» L’enfant couvert par sa cape, mais le vent… La cape envolée, le bébé était déjà bleu de froid. Aurait dû mourir aussi… Mais il pleurait dans la neige… Comment l’abandonner ? Nous n’avions pas d’enfants… et tu en voulais un, je le savais…
» Kari, je suis sûr que tu l’aimeras… Oui, ma chérie, Rand est un très joli nom. Un bon prénom pour un gentil petit gars…
Les jambes coupées, comme si elles venaient de perdre le peu de force qui leur restait, Rand tomba à genoux. Le choc arracha un gémissement à Tam et le « harnais » s’enfonça douloureusement dans les épaules du jeune homme, mais il ne s’aperçut de rien. Si un Trolloc avait bondi devant lui, il se serait probablement contenté de le dévisager en silence.
Sur la civière, Tam marmonnait de nouveau des propos incompréhensibles – une série de grognements qui n’étaient peut-être même plus des mots.
La fièvre, et voilà tout ! pensa Rand.
Les poussées de fièvre favorisaient les cauchemars, c’était bien connu. Et, même sans température, c’était une nuit à faire de mauvais songes.
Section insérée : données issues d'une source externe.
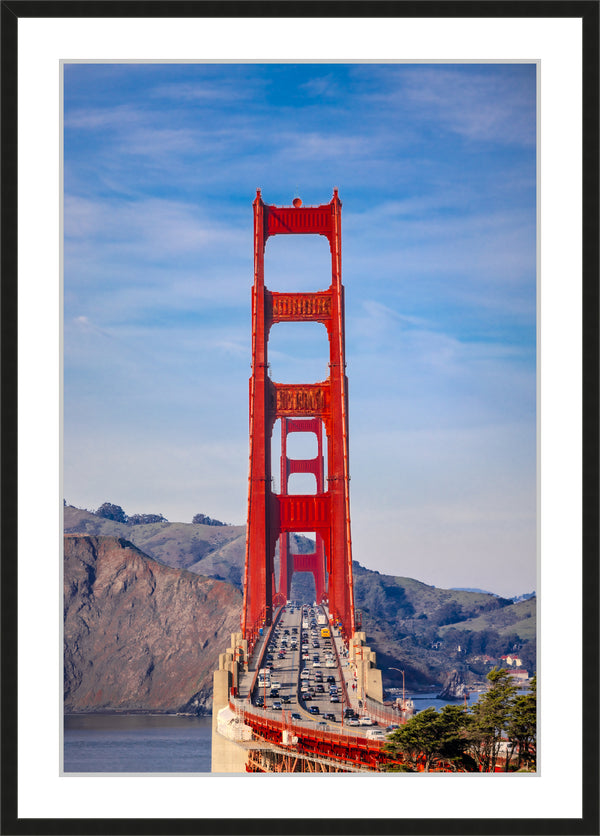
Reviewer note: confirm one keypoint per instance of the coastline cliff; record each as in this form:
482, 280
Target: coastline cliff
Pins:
139, 635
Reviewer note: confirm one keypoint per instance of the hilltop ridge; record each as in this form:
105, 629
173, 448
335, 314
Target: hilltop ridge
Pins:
422, 629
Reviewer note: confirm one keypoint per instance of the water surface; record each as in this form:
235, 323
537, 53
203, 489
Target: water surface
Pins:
136, 743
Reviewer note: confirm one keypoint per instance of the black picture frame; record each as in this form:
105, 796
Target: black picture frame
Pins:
14, 10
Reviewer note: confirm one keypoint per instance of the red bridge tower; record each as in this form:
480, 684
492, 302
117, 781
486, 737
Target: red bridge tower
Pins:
302, 408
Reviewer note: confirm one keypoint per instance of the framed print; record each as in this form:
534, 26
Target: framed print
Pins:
138, 141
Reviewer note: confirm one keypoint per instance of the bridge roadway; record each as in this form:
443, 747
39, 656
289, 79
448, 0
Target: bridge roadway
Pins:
301, 660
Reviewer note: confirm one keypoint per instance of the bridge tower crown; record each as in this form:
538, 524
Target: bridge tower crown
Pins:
302, 407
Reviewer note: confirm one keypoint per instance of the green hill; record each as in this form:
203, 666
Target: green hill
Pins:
411, 625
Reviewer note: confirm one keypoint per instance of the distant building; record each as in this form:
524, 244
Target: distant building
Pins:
519, 675
512, 659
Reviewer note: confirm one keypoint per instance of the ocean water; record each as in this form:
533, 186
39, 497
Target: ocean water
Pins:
423, 701
136, 743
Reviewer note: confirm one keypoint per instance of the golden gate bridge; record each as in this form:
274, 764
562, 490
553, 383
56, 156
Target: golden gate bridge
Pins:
313, 657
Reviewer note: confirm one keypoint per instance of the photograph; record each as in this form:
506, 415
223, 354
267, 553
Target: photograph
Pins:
316, 393
221, 219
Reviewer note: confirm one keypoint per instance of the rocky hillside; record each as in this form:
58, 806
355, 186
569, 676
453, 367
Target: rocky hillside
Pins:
411, 625
140, 635
429, 632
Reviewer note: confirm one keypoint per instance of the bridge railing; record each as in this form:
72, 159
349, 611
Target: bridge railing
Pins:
384, 714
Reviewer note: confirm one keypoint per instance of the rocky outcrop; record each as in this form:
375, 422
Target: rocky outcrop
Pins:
139, 635
454, 687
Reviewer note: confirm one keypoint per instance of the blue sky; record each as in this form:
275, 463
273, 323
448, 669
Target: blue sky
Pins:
435, 166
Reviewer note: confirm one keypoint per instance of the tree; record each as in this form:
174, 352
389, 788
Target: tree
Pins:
433, 739
111, 512
490, 716
522, 727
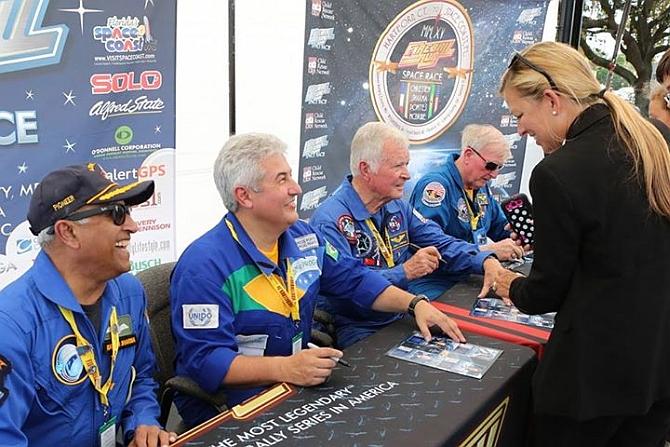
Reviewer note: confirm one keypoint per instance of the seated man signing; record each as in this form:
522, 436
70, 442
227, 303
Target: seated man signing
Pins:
365, 217
243, 294
458, 198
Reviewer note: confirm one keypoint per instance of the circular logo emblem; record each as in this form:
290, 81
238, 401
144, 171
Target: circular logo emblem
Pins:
66, 364
123, 135
462, 208
433, 194
200, 316
363, 244
345, 223
421, 69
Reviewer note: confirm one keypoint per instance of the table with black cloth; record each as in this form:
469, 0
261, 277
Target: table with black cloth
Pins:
384, 401
457, 302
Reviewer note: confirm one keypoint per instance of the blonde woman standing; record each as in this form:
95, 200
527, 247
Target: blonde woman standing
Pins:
659, 105
602, 255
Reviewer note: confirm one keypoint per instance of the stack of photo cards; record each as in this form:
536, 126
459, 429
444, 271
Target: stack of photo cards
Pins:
496, 309
443, 353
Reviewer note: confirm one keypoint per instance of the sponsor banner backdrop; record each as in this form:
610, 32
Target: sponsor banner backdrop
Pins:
427, 67
80, 81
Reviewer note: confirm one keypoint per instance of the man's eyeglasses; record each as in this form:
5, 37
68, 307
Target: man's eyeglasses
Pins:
489, 165
117, 211
532, 66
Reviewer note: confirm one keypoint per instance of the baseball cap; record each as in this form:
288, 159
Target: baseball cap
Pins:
65, 190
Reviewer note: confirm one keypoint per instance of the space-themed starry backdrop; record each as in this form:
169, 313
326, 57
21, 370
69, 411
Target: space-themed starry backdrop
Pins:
87, 81
344, 45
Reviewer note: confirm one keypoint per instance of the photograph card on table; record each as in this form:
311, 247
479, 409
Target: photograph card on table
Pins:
496, 309
443, 353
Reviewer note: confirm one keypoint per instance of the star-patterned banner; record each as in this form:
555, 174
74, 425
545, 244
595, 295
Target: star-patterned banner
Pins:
80, 81
428, 67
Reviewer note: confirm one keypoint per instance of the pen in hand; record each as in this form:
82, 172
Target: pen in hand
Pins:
416, 247
335, 359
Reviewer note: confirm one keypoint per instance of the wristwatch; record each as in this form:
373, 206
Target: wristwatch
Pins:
415, 301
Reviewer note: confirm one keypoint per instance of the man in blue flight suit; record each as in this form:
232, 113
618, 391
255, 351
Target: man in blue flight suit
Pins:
243, 294
458, 197
75, 350
365, 217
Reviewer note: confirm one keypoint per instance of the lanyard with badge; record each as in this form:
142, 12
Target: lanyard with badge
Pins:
288, 292
85, 351
478, 235
383, 247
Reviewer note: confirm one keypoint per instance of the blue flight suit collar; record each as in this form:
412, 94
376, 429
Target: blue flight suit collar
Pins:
287, 247
456, 175
356, 206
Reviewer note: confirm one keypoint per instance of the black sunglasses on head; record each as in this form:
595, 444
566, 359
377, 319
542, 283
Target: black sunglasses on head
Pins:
518, 57
118, 211
489, 165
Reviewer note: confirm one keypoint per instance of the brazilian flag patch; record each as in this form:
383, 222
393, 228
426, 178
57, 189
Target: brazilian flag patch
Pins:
332, 251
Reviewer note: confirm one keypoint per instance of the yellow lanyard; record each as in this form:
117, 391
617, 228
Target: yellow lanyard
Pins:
290, 296
87, 356
474, 219
383, 248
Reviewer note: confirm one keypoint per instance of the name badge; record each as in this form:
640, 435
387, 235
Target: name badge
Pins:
107, 433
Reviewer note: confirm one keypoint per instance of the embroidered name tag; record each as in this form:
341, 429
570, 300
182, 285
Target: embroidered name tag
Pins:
307, 241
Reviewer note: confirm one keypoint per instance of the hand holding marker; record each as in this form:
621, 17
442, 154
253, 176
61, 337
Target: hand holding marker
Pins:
335, 359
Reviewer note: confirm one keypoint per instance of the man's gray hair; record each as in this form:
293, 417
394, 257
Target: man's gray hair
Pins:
238, 164
478, 136
368, 143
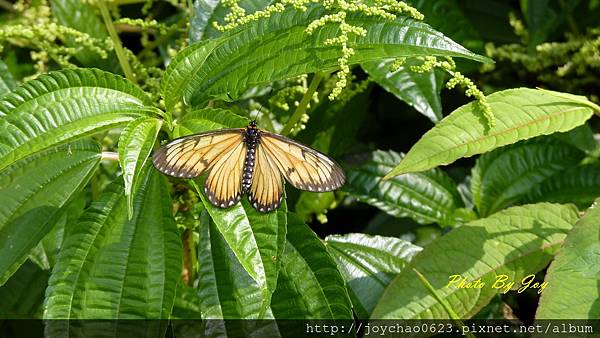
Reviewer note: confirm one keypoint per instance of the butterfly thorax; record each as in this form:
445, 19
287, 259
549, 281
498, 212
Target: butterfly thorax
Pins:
252, 139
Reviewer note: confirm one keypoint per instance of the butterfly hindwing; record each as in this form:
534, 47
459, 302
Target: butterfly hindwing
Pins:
266, 189
192, 156
303, 167
223, 186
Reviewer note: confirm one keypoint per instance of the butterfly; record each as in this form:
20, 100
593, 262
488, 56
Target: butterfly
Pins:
251, 161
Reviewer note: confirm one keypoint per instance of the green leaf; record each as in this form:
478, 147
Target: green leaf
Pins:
45, 253
581, 138
419, 90
504, 176
368, 264
310, 286
579, 185
81, 16
207, 119
113, 267
227, 291
278, 48
32, 191
448, 17
572, 279
135, 145
520, 114
61, 106
256, 239
512, 243
23, 294
7, 83
426, 197
205, 12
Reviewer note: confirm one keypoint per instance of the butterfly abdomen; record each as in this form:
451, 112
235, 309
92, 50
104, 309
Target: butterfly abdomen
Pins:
252, 139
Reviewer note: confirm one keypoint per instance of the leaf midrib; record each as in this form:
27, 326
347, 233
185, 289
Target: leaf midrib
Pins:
491, 135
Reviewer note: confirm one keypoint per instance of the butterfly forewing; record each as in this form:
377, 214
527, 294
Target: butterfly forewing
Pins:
223, 187
267, 185
193, 155
303, 167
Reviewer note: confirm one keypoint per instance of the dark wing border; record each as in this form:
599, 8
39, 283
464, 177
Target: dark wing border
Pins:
337, 181
160, 156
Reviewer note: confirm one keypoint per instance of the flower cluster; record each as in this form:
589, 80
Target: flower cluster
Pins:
572, 64
340, 9
471, 90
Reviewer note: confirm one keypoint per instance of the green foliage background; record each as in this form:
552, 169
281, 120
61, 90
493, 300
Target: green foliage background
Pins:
437, 185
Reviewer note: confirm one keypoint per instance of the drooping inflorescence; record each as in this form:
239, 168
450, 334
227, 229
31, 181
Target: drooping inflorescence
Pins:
339, 11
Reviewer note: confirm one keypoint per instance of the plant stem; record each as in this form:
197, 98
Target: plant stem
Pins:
116, 41
301, 109
6, 5
110, 156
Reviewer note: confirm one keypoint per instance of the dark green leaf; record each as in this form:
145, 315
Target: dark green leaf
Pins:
426, 197
277, 48
114, 267
226, 290
135, 145
310, 286
45, 253
368, 264
62, 106
419, 90
572, 279
32, 191
579, 185
520, 114
506, 175
7, 83
23, 294
208, 119
511, 244
256, 239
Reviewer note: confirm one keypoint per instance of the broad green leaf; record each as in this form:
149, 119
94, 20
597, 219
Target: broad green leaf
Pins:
79, 15
310, 286
419, 90
45, 253
368, 264
504, 176
278, 48
205, 12
187, 304
7, 83
581, 138
427, 197
113, 267
135, 145
23, 294
579, 185
511, 244
62, 106
572, 279
314, 203
226, 290
520, 114
448, 17
256, 239
32, 191
201, 120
— Tu es mon père, dit Rand. (Il posa une main sur le front du blessé.) Et je suis ton…
La fièvre avait encore monté. Et pas qu’un peu…
Alors que Rand se relevait péniblement, Tam recommença à murmurer. Refusant d’écouter son délire, le jeune homme avança avec en tête une seule idée : poser un pied devant l’autre et arriver au plus vite à Champ d’Emond.
Mais, dans un coin de son esprit, une petite voix répétait sans cesse :
Tam est mon père… La fièvre le fait délirer, c’est tout. Oui, Tam est mon père. Et il divague à cause de la fièvre.
Au nom de la Lumière ! qui suis-je donc ?
7
Sortis du bois
Une lumière grisâtre apparut alors que Rand avançait toujours péniblement dans le bois de l’Ouest. Au début, il ne s’en aperçut pas, puis il s’étonna que les ténèbres soient déjà en train de se dissiper. Malgré ce que lui disaient ses yeux, il refusait de croire qu’il avait marché toute la nuit sans réussir à rallier Champ d’Emond. Bien entendu, la route de la Carrière en plein jour, avec son sol rocheux, était bien plus simple à négocier que le bois dans l’obscurité. Cela dit – très paradoxalement –, des jours semblaient avoir passé depuis qu’il avait vu le cavalier noir sur la route. Et carrément des semaines depuis que Tam et lui étaient entrés dans la maison avec l’intention de dîner.
Rand ne sentait plus la couverture transformée en harnais qui lui sciait les épaules. Pas de quoi s’étonner, puisque cette partie de son corps était totalement engourdie. S’il en allait de même pour ses pieds, tout ce qui se situait entre les deux souffrait atrocement. À force d’aspirer péniblement de l’air, sa gorge et ses poumons semblaient être en feu, et la faim lui ravageait littéralement l’estomac.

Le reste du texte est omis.